New Mexico's governor still on Biden's VP shortlist
SANTA FE – Gov. Michelle Lujan Grisham remains on Joe Biden's shortlist as his campaign narrows its search for a running mate.
New Mexico's governor is one of six people being considered as Biden's vice presidential candidate as the search enters a second round of vetting, the Associated Press reported Friday, citing Democrats with knowledge of the process.
Biden has committed to choosing a woman as his running mate, and many on his reported shortlist are minorities.
Lujan Grisham is a Latina. The list also includes African Americans such as U.S. Sen. Kamala Harris of California, former national security adviser Susan Rice, U.S. Rep. Val Demings of Florida and Atlanta Mayor Keisha Lance Bottoms, AP reported.
Sen.
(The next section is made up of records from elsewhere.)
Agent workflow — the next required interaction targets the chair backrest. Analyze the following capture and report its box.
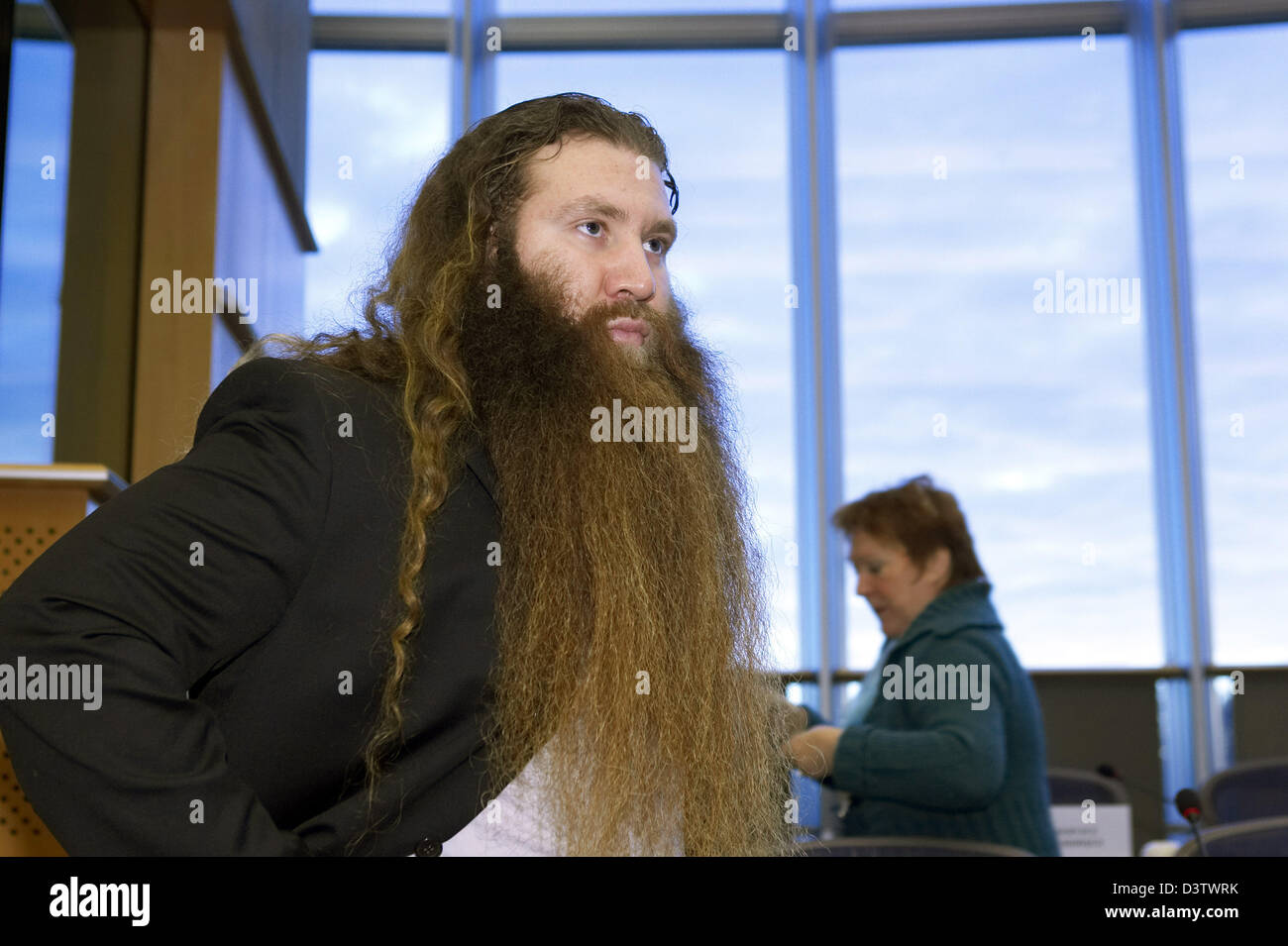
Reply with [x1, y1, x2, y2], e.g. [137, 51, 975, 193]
[1047, 769, 1128, 804]
[0, 739, 67, 857]
[1199, 758, 1288, 825]
[1176, 816, 1288, 857]
[800, 838, 1033, 857]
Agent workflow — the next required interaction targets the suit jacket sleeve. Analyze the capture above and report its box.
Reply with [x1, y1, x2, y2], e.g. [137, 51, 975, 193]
[0, 358, 335, 855]
[824, 641, 1006, 811]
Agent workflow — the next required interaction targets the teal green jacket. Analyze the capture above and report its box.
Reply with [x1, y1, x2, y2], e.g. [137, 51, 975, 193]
[806, 580, 1060, 856]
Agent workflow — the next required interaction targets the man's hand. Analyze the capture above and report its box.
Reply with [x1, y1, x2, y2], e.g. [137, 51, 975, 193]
[787, 726, 844, 779]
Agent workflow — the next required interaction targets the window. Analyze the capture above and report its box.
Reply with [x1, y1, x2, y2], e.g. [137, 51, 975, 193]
[1177, 25, 1288, 666]
[304, 52, 450, 335]
[834, 36, 1163, 670]
[0, 40, 73, 464]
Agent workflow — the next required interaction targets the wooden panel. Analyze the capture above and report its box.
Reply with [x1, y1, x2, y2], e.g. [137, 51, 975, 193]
[130, 0, 227, 481]
[54, 0, 147, 476]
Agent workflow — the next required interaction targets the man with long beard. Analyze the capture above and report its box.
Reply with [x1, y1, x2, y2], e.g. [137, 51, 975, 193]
[0, 94, 793, 855]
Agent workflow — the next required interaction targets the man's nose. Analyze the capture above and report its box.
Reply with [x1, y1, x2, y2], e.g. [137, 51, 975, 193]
[605, 246, 657, 302]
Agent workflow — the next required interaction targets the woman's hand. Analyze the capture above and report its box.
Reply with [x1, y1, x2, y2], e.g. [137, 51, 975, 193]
[787, 726, 845, 780]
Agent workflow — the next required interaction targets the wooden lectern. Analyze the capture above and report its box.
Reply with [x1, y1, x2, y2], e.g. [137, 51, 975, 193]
[0, 464, 126, 857]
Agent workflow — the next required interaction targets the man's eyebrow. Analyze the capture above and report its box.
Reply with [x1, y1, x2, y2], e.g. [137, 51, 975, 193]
[557, 194, 679, 244]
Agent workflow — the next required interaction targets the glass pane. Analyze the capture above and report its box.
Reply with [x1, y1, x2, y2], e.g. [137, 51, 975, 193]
[304, 52, 451, 335]
[497, 52, 800, 670]
[496, 0, 786, 13]
[309, 0, 451, 17]
[836, 38, 1163, 670]
[0, 40, 72, 464]
[1179, 25, 1288, 667]
[832, 0, 1092, 10]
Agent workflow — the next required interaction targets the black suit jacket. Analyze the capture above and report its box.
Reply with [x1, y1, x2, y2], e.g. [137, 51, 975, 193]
[0, 358, 499, 855]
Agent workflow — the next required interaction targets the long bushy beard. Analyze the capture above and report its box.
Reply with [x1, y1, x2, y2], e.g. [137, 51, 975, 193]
[461, 242, 791, 855]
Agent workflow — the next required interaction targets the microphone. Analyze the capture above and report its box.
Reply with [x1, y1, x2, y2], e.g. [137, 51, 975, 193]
[1176, 788, 1208, 857]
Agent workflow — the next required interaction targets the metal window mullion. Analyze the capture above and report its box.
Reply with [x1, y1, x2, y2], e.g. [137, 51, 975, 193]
[787, 0, 845, 715]
[447, 0, 496, 142]
[1129, 0, 1212, 784]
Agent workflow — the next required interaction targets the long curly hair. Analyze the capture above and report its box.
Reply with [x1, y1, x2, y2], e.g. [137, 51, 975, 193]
[239, 93, 679, 851]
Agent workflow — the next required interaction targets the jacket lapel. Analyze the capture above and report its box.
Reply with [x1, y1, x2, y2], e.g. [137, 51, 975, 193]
[465, 438, 497, 503]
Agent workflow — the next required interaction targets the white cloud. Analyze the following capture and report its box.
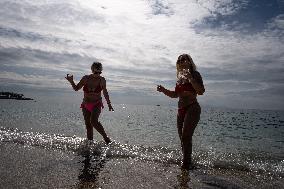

Elizabeth Warren of Massachusetts also is still in contention, the news agency said.
Asked about Friday's report, Lujan Grisham spokeswoman Nora Meyers Sackett said, "The governor has been in conversation with the campaign about how she can best support the campaign, boost turnout, and ensure a Democratic victory, and those conversations are ongoing."
Over the past several months, Lujan Grisham has consistently appeared in lists published by national media outlets speculating about Biden's potential running mate.
She was on a June 5 list published by the Washington Post, which said the governor had advantages because "New Mexico was ahead of the game on the coronavirus, she's got experience running a statewide health system, she's proven an electoral winner, and she's shown a willingness to provoke."
The New Mexican reported in October that the governor's policy initiatives – including her proposal to eliminate college tuition and her unveiling of new fuel economy standards at a climate change event in New York – were earning her national attention and fueling vice presidential rumors.
In December, Lujan Grisham was selected as the vice chairwoman of the Democratic Governors Association, further boosting her national profile.
Lujan Grisham said in March that Biden's campaign had reached out to her "incredibly early" for her endorsement in the presidential primary.
When asked about the VP talk, the governor has called it "political speculation," saying she is committed to remaining governor of New Mexico.
"Being governor today in New Mexico is the job I want. It's a job I'm completely dedicated to," she said May 20. "Those are speculations I'm not paying any attention to in that regard."
The governor has said she is working to encourage people to go to the polls and support Biden. "I'm committed to make sure we have a President Biden, not just a Vice President Biden," she said in May.
Harris and Warren, who both ran for the Democratic presidential nomination, are widely seen as the top contenders for Biden's running mate, the AP reported.